German Convention Bureau’s Research Identifies Attendee Types


German Convention Bureau

Matthias Schultze, GCB managing director, reveals results of the German Convention Bureau’s research, “Future Meeting Space.” (Jacob Slaton)

Three key strategies — adding surprising or disruptive change elements, facilitating effective knowledge transfer, and catering to different attendee needs — create memorable events. Those are among the findings of phase two of “Future Meeting Space,” a research project conducted by the German Convention Bureau (GCB) and funded by the PCMA Foundation. The results were presented at a Jan. 8 Convening Leaders session, “Examining User Experience to Create Events That Engage Your Audience.”

The research, led by European research organization the Fraunhofer Society, the GCB, and European Association of Event Centres (EVVC), was based on the responses of an online survey conducted between September 2017 and June 2018. As a result of the feedback, six event attendee types were identified based on different degrees of tech-savviness, communication styles, career levels, age, and gender. The types offer a checklist of sorts for event professionals to meet the needs of the range of participants at their events.

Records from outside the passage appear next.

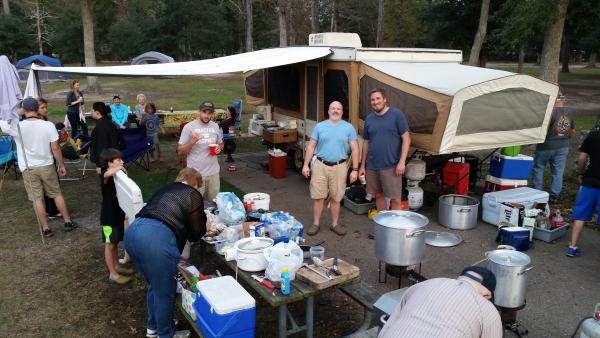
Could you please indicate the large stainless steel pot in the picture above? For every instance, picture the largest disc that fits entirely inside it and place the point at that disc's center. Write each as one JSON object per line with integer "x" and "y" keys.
{"x": 458, "y": 212}
{"x": 400, "y": 237}
{"x": 510, "y": 268}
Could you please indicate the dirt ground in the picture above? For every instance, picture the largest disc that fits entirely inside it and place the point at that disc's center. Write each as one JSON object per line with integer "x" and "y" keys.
{"x": 60, "y": 289}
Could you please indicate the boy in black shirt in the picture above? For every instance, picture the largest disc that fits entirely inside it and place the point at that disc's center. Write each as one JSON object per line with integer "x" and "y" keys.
{"x": 112, "y": 218}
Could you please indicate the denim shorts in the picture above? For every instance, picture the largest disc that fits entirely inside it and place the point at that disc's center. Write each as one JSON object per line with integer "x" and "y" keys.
{"x": 588, "y": 202}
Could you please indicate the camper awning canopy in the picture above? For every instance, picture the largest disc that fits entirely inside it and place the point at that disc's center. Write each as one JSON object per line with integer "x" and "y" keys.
{"x": 265, "y": 58}
{"x": 453, "y": 108}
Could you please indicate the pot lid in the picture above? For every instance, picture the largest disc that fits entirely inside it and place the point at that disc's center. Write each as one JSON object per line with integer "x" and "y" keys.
{"x": 401, "y": 219}
{"x": 254, "y": 243}
{"x": 442, "y": 239}
{"x": 508, "y": 257}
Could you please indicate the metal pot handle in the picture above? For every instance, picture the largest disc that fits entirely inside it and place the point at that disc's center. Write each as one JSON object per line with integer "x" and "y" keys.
{"x": 524, "y": 271}
{"x": 415, "y": 233}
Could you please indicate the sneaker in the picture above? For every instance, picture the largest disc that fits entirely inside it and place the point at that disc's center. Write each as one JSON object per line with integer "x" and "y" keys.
{"x": 48, "y": 232}
{"x": 338, "y": 230}
{"x": 71, "y": 226}
{"x": 121, "y": 280}
{"x": 313, "y": 230}
{"x": 181, "y": 334}
{"x": 572, "y": 252}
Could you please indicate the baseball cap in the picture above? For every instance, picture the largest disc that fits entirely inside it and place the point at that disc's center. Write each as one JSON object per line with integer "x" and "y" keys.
{"x": 30, "y": 104}
{"x": 207, "y": 105}
{"x": 487, "y": 277}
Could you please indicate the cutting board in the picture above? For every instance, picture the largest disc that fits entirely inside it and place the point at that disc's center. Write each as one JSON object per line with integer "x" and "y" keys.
{"x": 348, "y": 271}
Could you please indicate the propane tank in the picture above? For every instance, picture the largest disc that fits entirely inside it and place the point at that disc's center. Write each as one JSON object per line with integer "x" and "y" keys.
{"x": 415, "y": 169}
{"x": 415, "y": 195}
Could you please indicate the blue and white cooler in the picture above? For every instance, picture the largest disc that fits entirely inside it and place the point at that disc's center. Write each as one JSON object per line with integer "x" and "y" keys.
{"x": 224, "y": 309}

“The study has identified realistic attendee types as they currently exist. It also highlights the most relevant success factors and reviewed some common assumptions about the effects of certain factors,” Stefan Rief, Ph.D., who heads the research unit for organizational development and work design at Fraunhofer IAO, said in a press release.

Matthias Schultze, GCB managing director, who spoke at Tuesday’s session, acknowledged that creating “the right meeting is a very complex task,” and that the industry is changing quickly. Case in point: “Every fourth meeting,” he said, “is a hybrid meeting.”

The research will help event organizers “identify and focus on factors that are the most relevant ones for their target group,” Schultze said. For example, it might be necessary to provide dedicated support for introverted or less tech-savvy attendees.

Building off the results of the second phase, the planned third “Future Meeting Space” research will look at the primary role events play as trendsetters for business and science. “A shift in mindset,” Schultze said, “is needed to fulfill tomorrow’s objectives.”

Convene content partner Ascent wrote this story.